Il fondo Gentile era un punto strategico per attività illegali. Ed esse furono possibili grazie alla decisiva mediazione di un membro dell’elitè, cioè Palizzolo. Egli si comportava come un fiduciario dei mafiosi, una sorta di elemento di connessione tra le cosche e la grande campagna latifondistica.

I gruppi mafiosi della parte a est dell’hinterland palermitano si caratterizzavano per la realizzazione di delitti comuni (rapine e sequestri), l’ interessamento per la politica locale ed una forte elasticità tra cosca a cosca, differenza sostanziale rispetto all’organizzazione federativa presente nel versante occidentale e delineata dal questore Sangiorgi. Ovviamente la violenza emergeva come tratto peculiare. Essa era in grado di fungere da elemento di deterrenza terroristica e da strumento di regolamentazione dei conflitti interni ed esterni.

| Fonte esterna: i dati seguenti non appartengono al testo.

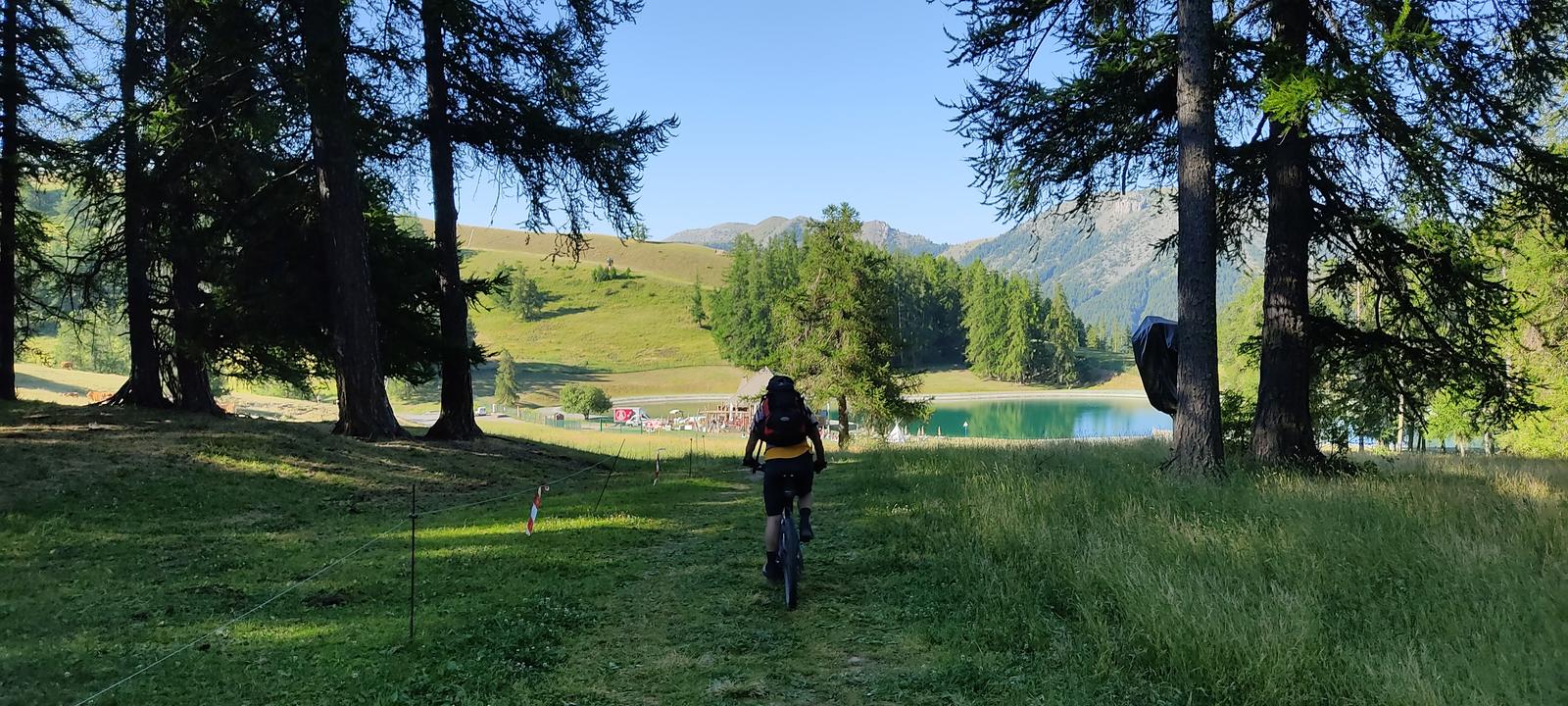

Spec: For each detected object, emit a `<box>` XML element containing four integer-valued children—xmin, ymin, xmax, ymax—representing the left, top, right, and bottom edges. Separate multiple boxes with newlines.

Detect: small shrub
<box><xmin>562</xmin><ymin>382</ymin><xmax>610</xmax><ymax>416</ymax></box>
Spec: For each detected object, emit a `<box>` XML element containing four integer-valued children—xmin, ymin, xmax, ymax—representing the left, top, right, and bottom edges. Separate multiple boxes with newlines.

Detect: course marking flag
<box><xmin>522</xmin><ymin>484</ymin><xmax>544</xmax><ymax>536</ymax></box>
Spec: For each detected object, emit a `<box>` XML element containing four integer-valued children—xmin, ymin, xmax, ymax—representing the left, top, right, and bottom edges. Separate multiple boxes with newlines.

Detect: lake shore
<box><xmin>612</xmin><ymin>389</ymin><xmax>1143</xmax><ymax>406</ymax></box>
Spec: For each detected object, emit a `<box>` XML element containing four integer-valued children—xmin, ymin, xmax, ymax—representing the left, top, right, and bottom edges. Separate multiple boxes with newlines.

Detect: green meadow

A Villabate, secondo le voci che correvano all’epoca, il problema della spartizione del denaro elargito per l’assassinio di Notarbartolo, avrebbe provocato uno scontro tra alcuni membri della “società” e Filippello, che venne gravemente ferito in un attentato (giugno 1896). All’Assise di Bologna, Il delegato di Pubblica Sicurezza Garipa affermò, al riguardo: “Credo che volessero ammazzare il Filippello perché forse era stato retribuito di più”208.